This guide is for applicants who may be eligible for asylum.
Asylum may be granted to people who are already in the United States and are unable or unwilling to return their home country because of persecution or a well-founded fear of persecution on account of race, religion, nationality, membership in a particular social group, or political opinion.
To obtain asylum through the affirmative asylum process you must be physically present in the United States.
You must apply for asylum within one year of the date of their last arrival in the United States, unless you can show:
Changed circumstances that materially affect your eligibility for asylum or extraordinary circumstances relating to the delay in filing
You filed within a reasonable amount of time given those circumstances.
For asylum processing to be defensive, you must be in removal proceedings in immigration court with the Executive Office for Immigration Review (EOIR).
Individuals are generally placed into defensive asylum processing in one of two ways:
They are referred to an Immigration Judge by USCIS after they have been determined to be ineligible for asylum at the end of the affirmative asylum process, or
Were apprehended (or caught) in the United States or at a U.S. port of entry without proper legal documents or in violation of their immigration status.

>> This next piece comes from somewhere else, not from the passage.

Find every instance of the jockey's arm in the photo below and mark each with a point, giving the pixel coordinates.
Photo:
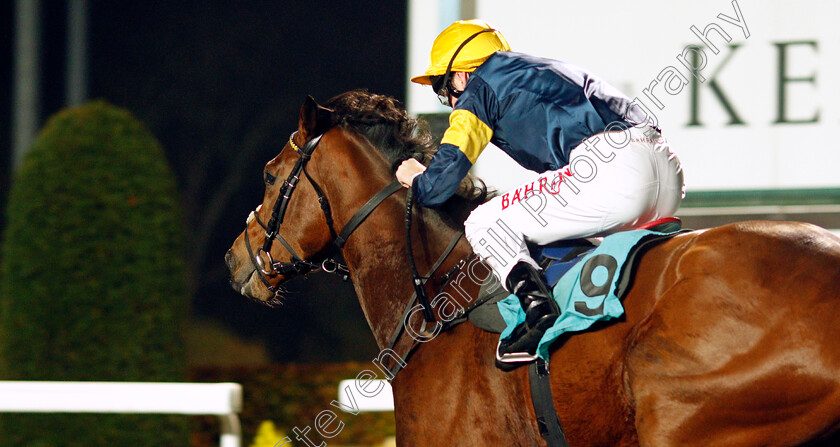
(462, 143)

The Immigration Judge then decides whether the individual is eligible for asylum. If found eligible, the Immigration Judge will order asylum to be granted. If found ineligible for asylum, the Immigration Judge will determine whether the individual is eligible for any other forms of relief from removal. If found ineligible for other forms of relief, the Immigration Judge will order the individual to be removed from the United States. The Immigration Judge's decision can be appealed by either party.